Photo by Chris Leung
Interview by Mitch Strashnov
Since Emika is releasing a new EP (3 Hours) through Ninja Tune next week—not to mention currently hosting one of the most compelling remix competitions we’ve ever seen on Soundcloud—self-titled thought we’d finally share an interview from the producer/singer’s tour with Amon Tobin late last year. That’d be the one where she bowled sold-out crowds over with nothing but cold-pressed synths, sub-atomic beats and steely-eyed melodies.
Discussed: Interning for Ninja Tune; normalcy in East Berlin; improv; defending one’s lyrics to an elder statesman of German electronic music; respecting sound; “beautiful melodies and bad-ass beats”
“All I want to do is have a sandwich and have a nice day”
self-titled: Let’s backtrack quickly; you interned for Ninja Tune? How did that happen and how does it feel being one of their artists now?
It feels really cool! I think it’s very important to appreciate what happens in the process of releasing music, and you will only really appreciate that if you sit an office and do it yourself! That’s what inspired me to work with Ninja Tune. I like their attitude towards creativity, as well as the independence that flows around the world. I didn’t earn any money from it; I did because I loved it, and partly to test them out as well. It feels right.
How did your tastes change and what were you doing when you moved from Bristol to Berlin?
The reason why I moved to Berlin was not because of the music culture; it was more about the people and society. The time I spent in the UK and Czech Republic, I observed lots of things that I didn’t like in Western society and without realizing it when I was teenager, I created this idea in my head that I could be the adult I wanted to be and with Berlin. I found that idea within five hours of being there. I found it in the architecture, the language, the history, the way there isn’t much bullshit marketing in Eastern Berlin, the activism amongst the youth, as well as their livelihoods. Everyone is poor and is happy to be alive. All I want to do is have a sandwich and have a nice day. I don’t want a fucking mortgage and to worry about having my kids getting an injection, or shit like that. East Berlin, to me, is the closest thing to normalcy.

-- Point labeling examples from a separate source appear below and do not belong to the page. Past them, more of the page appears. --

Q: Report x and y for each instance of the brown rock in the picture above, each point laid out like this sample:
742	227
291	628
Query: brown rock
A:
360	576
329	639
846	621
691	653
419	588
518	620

Those experiences definitely formed a sound that has evolved considerably. Your Price Tag EP early on was a welcome contrast to your full-length album. Do you think you’ll continue to explore more tunes in a techno-laden context?
Well, [Price Tag] was a collaboration with MyMy, and all my LP stuff is written solo, but the next batch is definitely going to be more direct. My legato template, where I’ll get really obsessed with a couple of things and just eat them. It’s that whole process of devouring something.
To understand underground music, you need to have a notion of pop music. I’m curious to develop my voice and work with more obvious beat sounds as opposed to textures from sampling. Be more upfront and pure and simple. For example, I love Omar-S, early Kenny Larkin and a lot of other stuff from Detroit and the Midwest. That’s all the music I buy on vinyl. However, now that I’m performing, I realize what works and doesn’t work. It’s all about being in my bedroom and discovering new energies to bring to the crowds in front of me. All these experiences are inspiring me to be a bad-ass improvisational artist.
What was the process of making you album like? How personal was the experience?
I’ve been writing songs for ages. The actual album on Ninja Tune took nearly four year. For two-and-a-half years, I worked with the brilliant Rashad Becker. He was very critical about my lyrics and such, which I would have to defend and explain to him. As a 21 or 22-year-old, you think you’re self-aware, but he is 18 years older than me and has seen the industrialization of dance music. I did all the composition and recording myself, and everything else was done in his studio on analog gear. It’s had very careful, detail and considered treatment; it’s not a pop record and neither an underground thing. It’s a unique experience that turned into something of its own.
“You think you know what beats are but you just don’t fucking know”
Some tracks on the record are expertly designed, yet the composition is quite minimal and very euphoric; how did you strike a balance that was suitable for vocal exploration as well as instrumental, not giving into one or the other?
I respect sound; I compose sound in a way that features and honors the individual sound. I don’t have a big, loud pop voice so I simply don’t compose melodies that would suit that type of voice. I really like crunchy, metallic percussion and I like to listen to each individual sample that I’ve made; the composition is always informed by the sound. Sometimes it’s the opposite, and I get pissed off and hear something and work for it. Either the phrase informs the instrument or the sound informs the phrase.
The atmospherics on the album are stellar. Did your field recordings at Berghain attribute to that at all?
No, that comes from years of listening to music and getting into that head space. I used to spend all money on records and wish I could go out but I was young and not allowed. It’s just being with your own thoughts, and that’s what comes out in my records as well. The Berghain thing is a completely other vibe; that project was fucking challenging—this huge idea with so much potential.
You’re already working on your second album, right? What can people expect from it so far?
Beautiful melodies, bad-ass beats. You think you know what beats are but you just don’t fucking know. I got some new analog kit that no one’s got. It’s gonna be raw; it’s gonna be crunchy and Germanic. Functional. Nothing more, nothing less.